Scenarios are developed by MESSAGE through minimizing the total systems costs
under the constraints imposed on the energy system. Given this information
and other scenario features such as the demand for energy services, the model
configures the evolution of the energy system from the base year to the end
of the time horizon (in ten year steps). It provides the installed capacities
of technologies, energy outputs and inputs, energy requirements at various
stages of the energy systems, costs, emissions, etc.

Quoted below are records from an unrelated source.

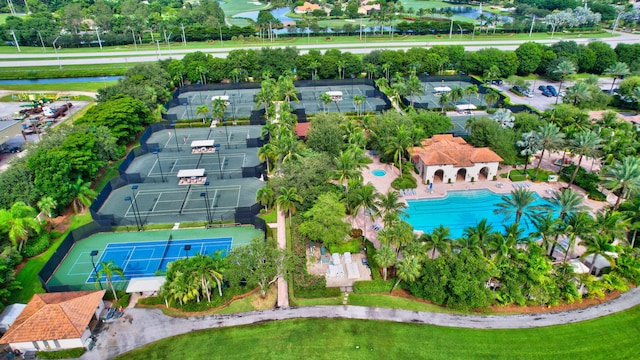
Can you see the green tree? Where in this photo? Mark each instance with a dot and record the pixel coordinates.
(260, 263)
(623, 177)
(108, 269)
(19, 222)
(584, 143)
(518, 204)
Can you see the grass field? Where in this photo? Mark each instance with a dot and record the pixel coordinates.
(611, 337)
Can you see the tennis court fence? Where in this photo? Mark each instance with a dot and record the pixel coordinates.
(61, 252)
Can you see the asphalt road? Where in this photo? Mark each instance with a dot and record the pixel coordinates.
(98, 57)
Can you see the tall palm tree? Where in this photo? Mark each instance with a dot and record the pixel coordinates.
(519, 203)
(550, 138)
(84, 195)
(266, 197)
(623, 176)
(108, 270)
(18, 222)
(617, 70)
(202, 110)
(407, 270)
(439, 240)
(385, 257)
(584, 143)
(564, 69)
(287, 201)
(598, 245)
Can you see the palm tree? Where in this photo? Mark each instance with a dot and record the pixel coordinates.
(443, 101)
(84, 195)
(108, 269)
(202, 110)
(578, 93)
(46, 204)
(385, 257)
(550, 138)
(564, 69)
(623, 176)
(407, 270)
(266, 197)
(518, 203)
(439, 240)
(18, 222)
(617, 70)
(399, 144)
(584, 143)
(598, 245)
(287, 200)
(491, 97)
(471, 90)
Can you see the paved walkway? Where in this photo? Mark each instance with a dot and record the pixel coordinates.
(140, 327)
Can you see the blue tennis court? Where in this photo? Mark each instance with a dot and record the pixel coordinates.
(145, 259)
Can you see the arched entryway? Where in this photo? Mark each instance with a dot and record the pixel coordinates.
(483, 174)
(438, 176)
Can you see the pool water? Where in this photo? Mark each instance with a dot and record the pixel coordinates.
(459, 210)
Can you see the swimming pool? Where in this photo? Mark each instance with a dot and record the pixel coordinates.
(459, 210)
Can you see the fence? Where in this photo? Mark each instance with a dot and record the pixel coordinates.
(75, 235)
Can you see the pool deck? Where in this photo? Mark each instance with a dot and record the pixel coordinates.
(383, 184)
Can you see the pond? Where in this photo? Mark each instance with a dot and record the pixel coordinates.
(278, 13)
(470, 12)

The degree of technological detail in the representation of an
energy system is flexible and depends on the geographical and temporal
scope of the problem being analyzed. A typical model application
is constructed by specifying performance characteristics of a set
of technologies and defining a Reference Energy System (RES) to
be included in a given study/analysis that includes all the possible
energy chains that the model can make use of. In the course of
a model run, MESSAGE then determines how much of the available
technologies and resources are actually used to satisfy a particular
end-use demand, subject to various constraints, while minimizing
total discounted energy system costs.
The model's current version, MESSAGE IV, is a UNIX based system
that provides information on the utilization of domestic resources,
energy imports and exports and trade-related monetary flows, investment
requirements, the types of production or conversion technologies
selected (technology substitution), pollutant emissions, inter-fuel
substitution processes, as well as temporal trajectories for primary,
secondary, final, and useful energy. MESSAGE has recently been
expanded to include endogenous learning for various technologies
using Mixed Integer Programming (MIP) approach. Another important
model development includes extension of the model to cover all
six Kyoto GHGs, their drivers and mitigation technologies.
References:
Messner, S. and Strubegger, M., 1995: User's Guide for MESSAGE
III,
WP-95-69,
International Institute for Applied Systems Analysis, Laxenburg,
Austria. (revised
version)
IPCC, 2000: Special
Report on Emissions Scenarios, A Special Report of
Working Group III of the Intergovernmental Panel on Climate
Change, Nakicenovic et al., Cambridge University Press,
Cambridge, UK.
Nakicenovic, N., (ed.), 2000: Global greenhouse
gas emissions scenarios: Integrated modeling approaches, Technological
Forecasting and Social Change, 63(2-3).
Riahi, K., and R.A. Roehrl, 2000a: Energy technology strategies for carbon
dioxide mitigation and sustainable development, Environmental Economics
and Policy Studies, 3(2), 89-124.
Riahi, K., and R.A. Roehrl, 2000b: Greenhouse gas emissions in a dynamics-as-usual
scenarios of economic and energy development, Technological Forecasting & Social
Change, 63, 175-206.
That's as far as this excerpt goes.